In those days there was plenty of competition, most notably from the National Stock Car Racing Association (NSCRA) run by Bruton Smith, who would go on to build the current Charlotte Motor Speedway in 1960.
Today Speedway Motorsports, Smith’s publicly traded company, owns and operates eight major NASCAR tracks and is the only serious rival to NASCAR’s track-owning company known as the International Speedway Corporation (ISC). And Smith, now in his eighties, is firmly in charge of his multi-million dollar enterprise.
Back in 1949 as the boss of NSCRA, Smith’s career was just beginning. Early that year he announced that a big-money Strictly Stock NSCRA race would take place in June at the Lakewood Speedway in Atlanta.
Until then American stock car races were run for ‘Modifieds’, mostly 1939 Fords, because few new cars were produced during the early post-war years as the country’s auto manufacturers converted from building tanks and airplanes to cars.
But by 1948 new cars were beginning to pour off Detroit’s production lines, prompting Smith to decide to stage an NSCRA race for new cars – Strictly Stock – rather than the substantially rebuilt and older Modifieds.
Smith’s move kick-started Bill France into announcing a similar Strictly Stock NASCAR race to be run in Charlotte on the same day – June 19, 1949. To lure drivers away from the rival NSCRA race in Atlanta, France put up an unprecedented purse of $5000 with $2000 going to the winner.
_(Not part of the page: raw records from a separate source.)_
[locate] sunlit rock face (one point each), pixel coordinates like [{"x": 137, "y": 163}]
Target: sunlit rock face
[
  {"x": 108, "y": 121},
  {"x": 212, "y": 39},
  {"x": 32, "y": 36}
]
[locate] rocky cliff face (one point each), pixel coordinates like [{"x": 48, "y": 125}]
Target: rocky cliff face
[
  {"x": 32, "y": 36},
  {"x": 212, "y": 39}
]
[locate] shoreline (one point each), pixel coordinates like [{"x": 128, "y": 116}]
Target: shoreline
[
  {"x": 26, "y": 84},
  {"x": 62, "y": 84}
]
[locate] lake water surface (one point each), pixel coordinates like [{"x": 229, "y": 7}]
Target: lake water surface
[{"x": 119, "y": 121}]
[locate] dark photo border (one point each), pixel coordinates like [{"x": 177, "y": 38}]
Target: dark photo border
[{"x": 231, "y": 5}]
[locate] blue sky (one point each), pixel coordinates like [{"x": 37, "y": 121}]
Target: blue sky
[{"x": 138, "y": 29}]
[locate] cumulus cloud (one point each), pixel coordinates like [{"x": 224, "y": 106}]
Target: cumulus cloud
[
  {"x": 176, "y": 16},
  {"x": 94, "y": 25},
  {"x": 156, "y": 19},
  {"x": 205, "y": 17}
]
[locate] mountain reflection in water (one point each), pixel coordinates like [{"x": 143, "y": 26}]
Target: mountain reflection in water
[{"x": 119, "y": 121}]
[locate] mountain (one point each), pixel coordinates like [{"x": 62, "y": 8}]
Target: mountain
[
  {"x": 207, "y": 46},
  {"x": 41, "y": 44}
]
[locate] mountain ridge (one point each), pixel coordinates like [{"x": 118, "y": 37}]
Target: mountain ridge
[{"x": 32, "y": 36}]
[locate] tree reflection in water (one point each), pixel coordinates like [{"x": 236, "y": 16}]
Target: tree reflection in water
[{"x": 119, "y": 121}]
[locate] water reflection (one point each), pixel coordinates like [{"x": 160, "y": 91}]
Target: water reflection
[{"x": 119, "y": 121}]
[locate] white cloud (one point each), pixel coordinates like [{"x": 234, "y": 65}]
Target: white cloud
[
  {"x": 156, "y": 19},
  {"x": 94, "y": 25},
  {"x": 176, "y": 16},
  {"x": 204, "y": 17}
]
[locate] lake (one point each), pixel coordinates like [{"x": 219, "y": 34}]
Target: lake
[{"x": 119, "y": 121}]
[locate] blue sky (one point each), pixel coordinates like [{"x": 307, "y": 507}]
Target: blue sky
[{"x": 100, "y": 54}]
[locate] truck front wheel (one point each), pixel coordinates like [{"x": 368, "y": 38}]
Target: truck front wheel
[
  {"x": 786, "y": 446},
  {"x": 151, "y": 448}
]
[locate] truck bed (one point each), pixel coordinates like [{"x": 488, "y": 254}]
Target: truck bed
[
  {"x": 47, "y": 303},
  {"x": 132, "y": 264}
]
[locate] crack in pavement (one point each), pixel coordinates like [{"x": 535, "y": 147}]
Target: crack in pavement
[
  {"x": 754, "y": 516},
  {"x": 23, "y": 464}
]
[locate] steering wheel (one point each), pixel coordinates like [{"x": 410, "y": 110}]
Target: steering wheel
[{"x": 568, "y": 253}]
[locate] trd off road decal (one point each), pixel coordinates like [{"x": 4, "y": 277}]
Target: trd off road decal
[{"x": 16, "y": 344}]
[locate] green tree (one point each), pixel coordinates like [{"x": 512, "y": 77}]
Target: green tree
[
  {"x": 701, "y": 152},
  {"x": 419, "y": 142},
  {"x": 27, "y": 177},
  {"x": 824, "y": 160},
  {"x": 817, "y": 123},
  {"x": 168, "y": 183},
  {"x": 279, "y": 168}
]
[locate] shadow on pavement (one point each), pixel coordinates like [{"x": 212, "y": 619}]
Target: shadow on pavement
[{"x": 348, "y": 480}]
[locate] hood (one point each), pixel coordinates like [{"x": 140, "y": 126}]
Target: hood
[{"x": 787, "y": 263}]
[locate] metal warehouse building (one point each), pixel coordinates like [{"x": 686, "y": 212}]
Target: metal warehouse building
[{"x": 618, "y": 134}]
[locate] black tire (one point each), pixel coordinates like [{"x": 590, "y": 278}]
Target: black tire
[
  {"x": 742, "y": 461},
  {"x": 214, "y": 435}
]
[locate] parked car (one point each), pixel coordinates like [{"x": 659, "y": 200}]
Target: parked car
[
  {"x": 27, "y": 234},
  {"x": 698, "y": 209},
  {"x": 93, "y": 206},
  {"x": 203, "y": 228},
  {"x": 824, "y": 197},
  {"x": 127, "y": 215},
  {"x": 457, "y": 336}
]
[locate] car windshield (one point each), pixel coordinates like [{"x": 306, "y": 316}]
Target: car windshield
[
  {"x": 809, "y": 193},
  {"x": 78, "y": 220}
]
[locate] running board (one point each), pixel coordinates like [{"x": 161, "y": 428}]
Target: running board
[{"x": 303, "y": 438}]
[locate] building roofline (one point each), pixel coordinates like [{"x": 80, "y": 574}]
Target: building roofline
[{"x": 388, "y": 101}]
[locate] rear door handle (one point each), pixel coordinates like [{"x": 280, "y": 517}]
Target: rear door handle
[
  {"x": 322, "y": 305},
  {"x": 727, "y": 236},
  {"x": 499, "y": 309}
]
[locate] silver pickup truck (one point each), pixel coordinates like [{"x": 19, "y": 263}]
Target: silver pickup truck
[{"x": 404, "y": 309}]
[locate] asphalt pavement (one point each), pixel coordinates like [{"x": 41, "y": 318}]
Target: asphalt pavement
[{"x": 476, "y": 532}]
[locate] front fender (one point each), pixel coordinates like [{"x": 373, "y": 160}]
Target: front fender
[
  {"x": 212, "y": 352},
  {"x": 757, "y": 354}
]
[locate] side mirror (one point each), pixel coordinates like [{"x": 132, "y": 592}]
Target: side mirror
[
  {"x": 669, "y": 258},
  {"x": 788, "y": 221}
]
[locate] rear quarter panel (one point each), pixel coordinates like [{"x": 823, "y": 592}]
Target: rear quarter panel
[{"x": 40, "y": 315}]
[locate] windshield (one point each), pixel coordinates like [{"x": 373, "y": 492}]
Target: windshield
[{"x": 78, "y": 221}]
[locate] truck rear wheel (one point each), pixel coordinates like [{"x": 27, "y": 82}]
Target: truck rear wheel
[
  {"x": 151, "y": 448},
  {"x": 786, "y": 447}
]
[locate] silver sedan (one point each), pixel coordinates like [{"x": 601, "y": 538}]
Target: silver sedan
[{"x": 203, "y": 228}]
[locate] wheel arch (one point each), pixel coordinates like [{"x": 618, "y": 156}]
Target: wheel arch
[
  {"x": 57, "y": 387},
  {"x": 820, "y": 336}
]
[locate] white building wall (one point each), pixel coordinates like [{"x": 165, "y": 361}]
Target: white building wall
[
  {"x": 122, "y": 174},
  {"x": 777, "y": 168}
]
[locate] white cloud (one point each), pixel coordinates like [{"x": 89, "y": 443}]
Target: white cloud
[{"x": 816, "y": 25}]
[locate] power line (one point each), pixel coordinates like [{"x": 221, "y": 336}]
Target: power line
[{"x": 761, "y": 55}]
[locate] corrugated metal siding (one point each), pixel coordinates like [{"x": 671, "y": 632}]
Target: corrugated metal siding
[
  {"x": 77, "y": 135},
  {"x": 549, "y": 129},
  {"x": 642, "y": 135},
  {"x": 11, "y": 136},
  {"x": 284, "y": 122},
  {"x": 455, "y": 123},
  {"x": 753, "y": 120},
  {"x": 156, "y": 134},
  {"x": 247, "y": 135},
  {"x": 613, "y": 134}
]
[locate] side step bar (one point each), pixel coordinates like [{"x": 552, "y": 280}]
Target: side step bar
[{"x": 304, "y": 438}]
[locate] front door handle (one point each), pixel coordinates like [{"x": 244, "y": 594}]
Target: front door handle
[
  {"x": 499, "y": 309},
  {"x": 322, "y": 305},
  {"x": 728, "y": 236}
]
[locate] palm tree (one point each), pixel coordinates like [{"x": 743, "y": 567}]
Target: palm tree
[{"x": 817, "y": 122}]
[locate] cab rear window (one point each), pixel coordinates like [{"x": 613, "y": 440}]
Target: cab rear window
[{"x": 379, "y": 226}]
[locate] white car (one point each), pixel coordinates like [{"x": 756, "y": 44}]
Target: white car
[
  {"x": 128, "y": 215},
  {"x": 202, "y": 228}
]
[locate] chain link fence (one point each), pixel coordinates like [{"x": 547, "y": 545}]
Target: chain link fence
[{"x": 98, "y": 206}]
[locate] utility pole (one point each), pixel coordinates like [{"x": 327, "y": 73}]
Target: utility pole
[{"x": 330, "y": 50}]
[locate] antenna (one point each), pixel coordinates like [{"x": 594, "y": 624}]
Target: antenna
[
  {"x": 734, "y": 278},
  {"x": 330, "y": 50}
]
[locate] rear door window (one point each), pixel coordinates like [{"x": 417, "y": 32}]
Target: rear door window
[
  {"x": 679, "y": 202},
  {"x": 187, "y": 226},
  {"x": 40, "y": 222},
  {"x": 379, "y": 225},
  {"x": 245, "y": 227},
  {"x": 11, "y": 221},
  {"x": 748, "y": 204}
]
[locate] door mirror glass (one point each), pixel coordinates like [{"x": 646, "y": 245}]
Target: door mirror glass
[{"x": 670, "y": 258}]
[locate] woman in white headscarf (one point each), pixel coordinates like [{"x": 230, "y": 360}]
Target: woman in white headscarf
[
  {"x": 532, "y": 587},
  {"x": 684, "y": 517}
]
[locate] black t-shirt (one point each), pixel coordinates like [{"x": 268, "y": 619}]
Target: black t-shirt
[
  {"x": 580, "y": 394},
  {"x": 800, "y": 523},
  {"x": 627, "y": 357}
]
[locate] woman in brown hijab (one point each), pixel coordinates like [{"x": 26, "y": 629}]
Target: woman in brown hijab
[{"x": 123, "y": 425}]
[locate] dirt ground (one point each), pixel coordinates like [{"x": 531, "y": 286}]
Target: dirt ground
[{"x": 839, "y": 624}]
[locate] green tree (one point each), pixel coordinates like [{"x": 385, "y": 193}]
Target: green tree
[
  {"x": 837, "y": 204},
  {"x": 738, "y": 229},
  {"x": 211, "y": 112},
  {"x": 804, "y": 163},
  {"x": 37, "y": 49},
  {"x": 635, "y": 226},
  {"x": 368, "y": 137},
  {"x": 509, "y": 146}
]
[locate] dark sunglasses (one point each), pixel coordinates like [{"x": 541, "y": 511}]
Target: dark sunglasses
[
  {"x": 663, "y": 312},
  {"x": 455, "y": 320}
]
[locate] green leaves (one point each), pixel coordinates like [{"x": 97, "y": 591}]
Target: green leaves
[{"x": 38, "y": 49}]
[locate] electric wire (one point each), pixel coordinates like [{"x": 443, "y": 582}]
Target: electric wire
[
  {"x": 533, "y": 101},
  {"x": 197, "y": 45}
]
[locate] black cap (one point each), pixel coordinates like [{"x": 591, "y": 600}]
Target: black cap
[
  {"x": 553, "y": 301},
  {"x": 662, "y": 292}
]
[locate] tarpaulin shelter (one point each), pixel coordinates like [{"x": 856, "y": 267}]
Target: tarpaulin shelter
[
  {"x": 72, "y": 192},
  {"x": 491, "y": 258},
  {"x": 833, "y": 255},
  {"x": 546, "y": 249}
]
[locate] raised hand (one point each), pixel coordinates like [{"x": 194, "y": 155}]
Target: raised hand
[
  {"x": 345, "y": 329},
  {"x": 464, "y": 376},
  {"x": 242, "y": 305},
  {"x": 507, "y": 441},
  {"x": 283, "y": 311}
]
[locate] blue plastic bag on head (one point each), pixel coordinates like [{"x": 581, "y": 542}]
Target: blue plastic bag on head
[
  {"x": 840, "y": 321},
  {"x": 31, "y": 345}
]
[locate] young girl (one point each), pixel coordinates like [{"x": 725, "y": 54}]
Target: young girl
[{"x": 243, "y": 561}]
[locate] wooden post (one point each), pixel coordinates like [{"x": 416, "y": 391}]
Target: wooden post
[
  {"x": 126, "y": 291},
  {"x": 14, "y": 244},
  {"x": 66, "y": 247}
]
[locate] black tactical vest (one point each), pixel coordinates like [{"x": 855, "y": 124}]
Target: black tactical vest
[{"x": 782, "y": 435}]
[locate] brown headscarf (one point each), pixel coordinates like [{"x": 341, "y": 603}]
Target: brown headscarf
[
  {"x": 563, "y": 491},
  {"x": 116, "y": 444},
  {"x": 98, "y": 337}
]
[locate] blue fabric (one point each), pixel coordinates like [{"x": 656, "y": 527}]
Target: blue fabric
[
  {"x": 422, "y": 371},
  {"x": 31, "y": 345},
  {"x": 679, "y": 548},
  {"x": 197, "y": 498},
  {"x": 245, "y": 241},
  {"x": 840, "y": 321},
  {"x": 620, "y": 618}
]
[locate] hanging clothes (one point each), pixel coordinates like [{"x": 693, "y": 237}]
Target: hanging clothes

Race day was hot, humid and dusty, but a huge crowd estimated at more than 20,000 turned up. Some 13,000 paid between $2.50 and $4 to watch, and the rest were gatecrashers as the state police arrived to control the unruly crowd.
Bob Flock led the first 25 laps in a Hudson only to blow his engine. Bob Blair then took over in a Lincoln he had borrowed for the race. But Blair also suffered an engine failure as the majority of the Strictly Stock cars fell by the wayside with few, if any, properly prepared for racing.